The balls were arranged in neat pyramids beside each gun. In the evening after a sunny day they held warmth until the light had gone and if you licked them the rusty salt taste was delicious. It’s the taste of oysters. Blood, iron, iodine.

The structure of the book is eccentric, too. The first half is in the shape of a pair of glasses: no joke. The first chapter is called Earpiece I, and a run of chapters follow the first lens, then the bridge, then the second lens, before we arrive at Earpiece II. The first lens was written; the second dictated, as McWilliam’s condition worsened.

The second half of the book is a consolidation — written a year later, in two months of intense work (not less than eight hours a day writing, was her idea) in isolation on the Hebridean island of Colonsay.

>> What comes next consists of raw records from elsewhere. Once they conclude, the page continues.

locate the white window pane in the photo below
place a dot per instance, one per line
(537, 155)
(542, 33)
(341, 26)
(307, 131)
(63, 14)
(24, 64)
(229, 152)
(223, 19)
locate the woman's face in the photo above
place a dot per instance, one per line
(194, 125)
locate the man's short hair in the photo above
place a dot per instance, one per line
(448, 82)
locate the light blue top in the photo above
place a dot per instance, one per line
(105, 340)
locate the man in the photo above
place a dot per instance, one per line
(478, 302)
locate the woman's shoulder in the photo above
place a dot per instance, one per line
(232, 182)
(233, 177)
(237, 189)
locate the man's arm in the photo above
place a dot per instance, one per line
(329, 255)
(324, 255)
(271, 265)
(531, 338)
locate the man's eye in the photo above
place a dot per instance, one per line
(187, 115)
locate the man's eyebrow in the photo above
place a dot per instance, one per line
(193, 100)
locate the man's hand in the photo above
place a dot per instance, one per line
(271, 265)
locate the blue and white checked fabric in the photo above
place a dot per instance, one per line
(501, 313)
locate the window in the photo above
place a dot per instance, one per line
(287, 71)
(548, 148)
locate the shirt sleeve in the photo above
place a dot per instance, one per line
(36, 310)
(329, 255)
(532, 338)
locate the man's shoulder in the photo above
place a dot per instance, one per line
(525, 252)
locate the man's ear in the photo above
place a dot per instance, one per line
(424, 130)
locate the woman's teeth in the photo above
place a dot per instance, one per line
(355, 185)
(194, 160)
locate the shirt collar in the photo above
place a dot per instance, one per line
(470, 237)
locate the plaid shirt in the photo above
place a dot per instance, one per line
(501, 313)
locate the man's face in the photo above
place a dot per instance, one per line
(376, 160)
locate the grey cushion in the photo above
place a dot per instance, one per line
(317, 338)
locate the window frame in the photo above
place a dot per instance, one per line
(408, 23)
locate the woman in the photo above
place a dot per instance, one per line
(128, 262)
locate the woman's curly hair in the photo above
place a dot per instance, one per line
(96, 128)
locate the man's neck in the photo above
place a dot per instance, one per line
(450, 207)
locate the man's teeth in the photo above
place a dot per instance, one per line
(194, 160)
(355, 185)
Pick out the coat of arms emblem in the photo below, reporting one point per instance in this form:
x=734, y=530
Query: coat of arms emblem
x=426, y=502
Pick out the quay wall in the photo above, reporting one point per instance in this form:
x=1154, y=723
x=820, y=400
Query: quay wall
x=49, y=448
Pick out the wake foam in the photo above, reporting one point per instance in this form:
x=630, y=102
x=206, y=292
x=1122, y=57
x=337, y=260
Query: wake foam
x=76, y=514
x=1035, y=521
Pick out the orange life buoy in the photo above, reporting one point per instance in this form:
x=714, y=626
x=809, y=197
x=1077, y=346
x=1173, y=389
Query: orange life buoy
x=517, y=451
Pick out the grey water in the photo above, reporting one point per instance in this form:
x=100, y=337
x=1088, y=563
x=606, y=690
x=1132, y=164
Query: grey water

Colonsay is restorative — a place associated with happiness in the form of one of the surrogate families into whose orbit, as a lonely child, she fell.

She describes the approach of a potentially curative operation (tendons from her knees were attached to her eyelids), its provisional success, and her movement towards being able to see and being able to think, too, about the possibility of making a life around her work:

The intention behind flying so low and close over my experience of the past year, since finishing my short overview of my life and subsequently boiling dry . . . has been to try to trace the old worn places where there has been life and to find the sources of things, to dam and retain the sweet and to drain the poisoned water, in order to begin again to write fiction.

I hope she does. This memoir feels sometimes almost too inward and private to be comfortably published. It shows agony partially alchemised into art — and a talent that, battered though its vessel is, hasn’t gone away. While we’re at it, let’s be glad the vessel made it too.